Customer Churn Analysis in the Telecom Industry :
===============================================

Introduction :
-------------
In the highly competitive telecom sector, customer retention is vital to maintaining revenue and market position. This project focuses on analyzing customer behavior to predict churn — the likelihood of customers discontinuing their service. By identifying high-risk customers, telecom companies can take proactive steps to reduce churn and enhance satisfaction.

Abstract :
---------
The goal of this project was to predict customer churn using a real-world telecom dataset of 3,333 records. The data includes customer service usage patterns such as call minutes, charges, complaints, and service plans. A Random Forest Classifier was built to predict churn, followed by churn probability-based segmentation. Exploratory Data Analysis (EDA) and model interpretation using ELI5 helped identify top churn drivers including complaints, total charges, and international plan usage.
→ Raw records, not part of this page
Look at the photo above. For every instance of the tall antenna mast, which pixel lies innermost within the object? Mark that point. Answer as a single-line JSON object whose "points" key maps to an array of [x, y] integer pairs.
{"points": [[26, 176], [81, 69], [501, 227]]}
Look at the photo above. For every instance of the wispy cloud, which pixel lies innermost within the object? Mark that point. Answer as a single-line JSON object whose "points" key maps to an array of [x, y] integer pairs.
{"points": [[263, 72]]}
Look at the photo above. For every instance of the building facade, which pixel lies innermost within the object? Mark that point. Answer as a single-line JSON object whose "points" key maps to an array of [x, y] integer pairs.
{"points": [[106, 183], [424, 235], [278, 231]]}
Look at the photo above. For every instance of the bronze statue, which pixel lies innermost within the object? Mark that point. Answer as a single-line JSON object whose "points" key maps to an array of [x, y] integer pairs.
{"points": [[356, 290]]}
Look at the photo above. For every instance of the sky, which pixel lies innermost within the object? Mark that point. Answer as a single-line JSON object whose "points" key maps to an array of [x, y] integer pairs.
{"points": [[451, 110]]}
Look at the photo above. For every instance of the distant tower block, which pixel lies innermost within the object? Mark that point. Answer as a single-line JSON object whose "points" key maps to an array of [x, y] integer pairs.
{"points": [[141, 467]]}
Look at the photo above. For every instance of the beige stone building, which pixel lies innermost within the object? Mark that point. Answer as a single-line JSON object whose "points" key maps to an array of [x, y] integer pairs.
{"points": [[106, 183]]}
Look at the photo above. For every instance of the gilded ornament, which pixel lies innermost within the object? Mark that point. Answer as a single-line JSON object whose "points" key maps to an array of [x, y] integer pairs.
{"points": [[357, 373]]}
Based on churn probabilities, customers were segmented into risk categories for targeted retention strategies.

Tools Used :
-----------
- Python (Pandas, Matplotlib, Seaborn, Scikit-learn)
- SQL (used offline for aggregations)
- ELI5 (for model explainability)
- Jupyter Notebook
- PowerPoint (for business presentation)

Steps Involved in Building the Project :
---------------------------------------
1. **Data Preprocessing**:
   - Removed irrelevant columns like 'phone number' and 'state'
   - Encoded categorical features using LabelEncoder
   - Created new features: total_calls, total_minutes, total_charges

2. **Exploratory Data Analysis (EDA)**:
   - Analyzed churn distribution, complaints, and call behaviors
   - Found higher churn rates among international plan users and those with more complaints

3. **Model Building**:
   - Used Random Forest Classifier with 80/20 train-test split
   - Achieved 97.45% accuracy
   - Evaluated with confusion matrix and classification report

4. **Model Explainability**:
   - Used ELI5 to understand which features had the greatest influence on churn predictions
   - Top features: total_charges, complaints, international_plan

5. **Customer Segmentation**:
   - Used predicted churn probabilities to categorize customers:
     - At Risk: churn_prob > 0.7
     - Loyal: 0.3 ≤ churn_prob ≤ 0.7
     - Dormant: churn_prob < 0.3
   - Exported results to churn_segments.csv

Conclusion :
-----------
The project successfully identified key behavioral and service-related indicators of churn using a machine learning model. With a high accuracy rate and meaningful feature explanations, the model enables business teams to implement precise, data-driven retention strategies. Segmenting customers based on churn probability allows targeted interventions, particularly for high-risk users, improving overall customer lifetime value.